Naomi’s spiritual crisis centered on her belief that God not only had withdrawn his hesed-love from her, he had turned against her. In studying the book of Ruth, we learn along with Naomi that God’s hesed is unstoppable and that we should think twice before we count anyone out for Kingdom purposes—including ourselves.
But also this: that when refugees and immigrants approach our borders, the book of Ruth gives reason for us to be asking: What is God up to? What extraordinary gifts, what world-changing potential is he covertly sending us? How might welcoming foreigners into our communities (as Bethlehemites ultimately welcomed Ruth) make us and our country better than we can ever be without them?
God is more subversive than we imagine!
Like I said, the book of Ruth can make the ground shake. It shook underneath one reader when she read Finding God in the Margins: The Book of Ruth. Here’s her review.
My breath was taken away by the truths revealed in this book.
As a trauma survivor, where for all intents and purposes, it looked like my story was over, too, these words have been a balm to my decimated heart. They have caused me to hope that I might know the love of God despite the strewn wreckage.
As a female who has long struggled with (and because of) the distorted understandings of what the Bible teaches about the value of both women AND men, the lessons in this book have been freedom-granting.
And as a committed follower of Jesus Christ, the glory of God worked out in and through his people that is explained in this book has lifted my wounded soul to praise and magnify our scandalously loving God in a way that has been absent for far too long.
Thank you Carolyn Custis James for showing me that God loves at all, but even (especially?) the shattered lives of the deeply suffering in ways that are often obscured because of broken hearts. I desperately needed the message of the book of Ruth to be torn open wide so I could look inside! I will never read Ruth, or think about hesed the same.
Read Finding God in the Margins: The Book of Ruth and see if you don’t feel the ground shake underneath you too!
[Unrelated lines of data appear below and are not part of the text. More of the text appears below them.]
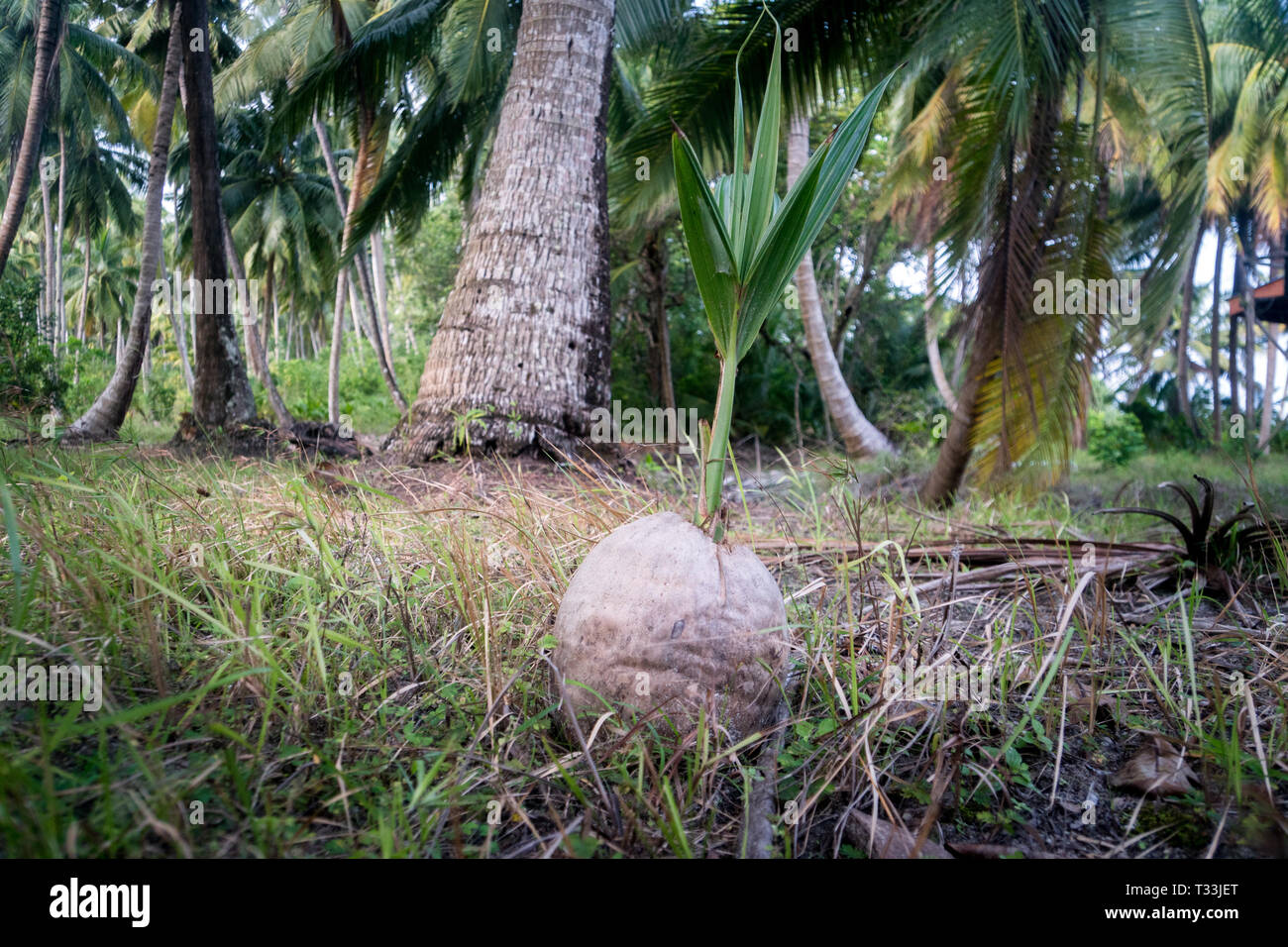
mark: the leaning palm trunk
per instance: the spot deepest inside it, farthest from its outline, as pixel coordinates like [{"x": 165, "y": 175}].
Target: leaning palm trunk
[
  {"x": 523, "y": 342},
  {"x": 104, "y": 416},
  {"x": 858, "y": 434},
  {"x": 47, "y": 51}
]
“Hesed is a power word in the Bible and the most important word in the book of Ruth. . . . .It is a costly brand of love that involves going above and beyond what anyone has a right to ask or expect. It is the brand of love at work in the actions of Ruth, Boaz, and ultimately of Naomi too. . . . YHWH is the ultimate hesed giver. The confidence and hope of God’s people banks on the fact that YHWH is “abounding in love [hesed]” (Exod 34:6). . . . The book of Ruth puts God’s hesed on display. . . . God’s hesed love is indiscriminate, unearned, and persistent. YHWH’s hesed will reach Naomi through the selfless and relentless commitment of Ruth to fight for her, and Boaz will join Ruth in this effort. . . . What [Naomi] learns is indispensible to us—because so often we struggle to put suffering and God’s hesed together in our own stories.” Finding God in the Margins, (49, 51).
King David echoes Naomi’s theology when he writes, “Surely goodness and hesed will follow me all the days of my life” (Psalm 23:6a).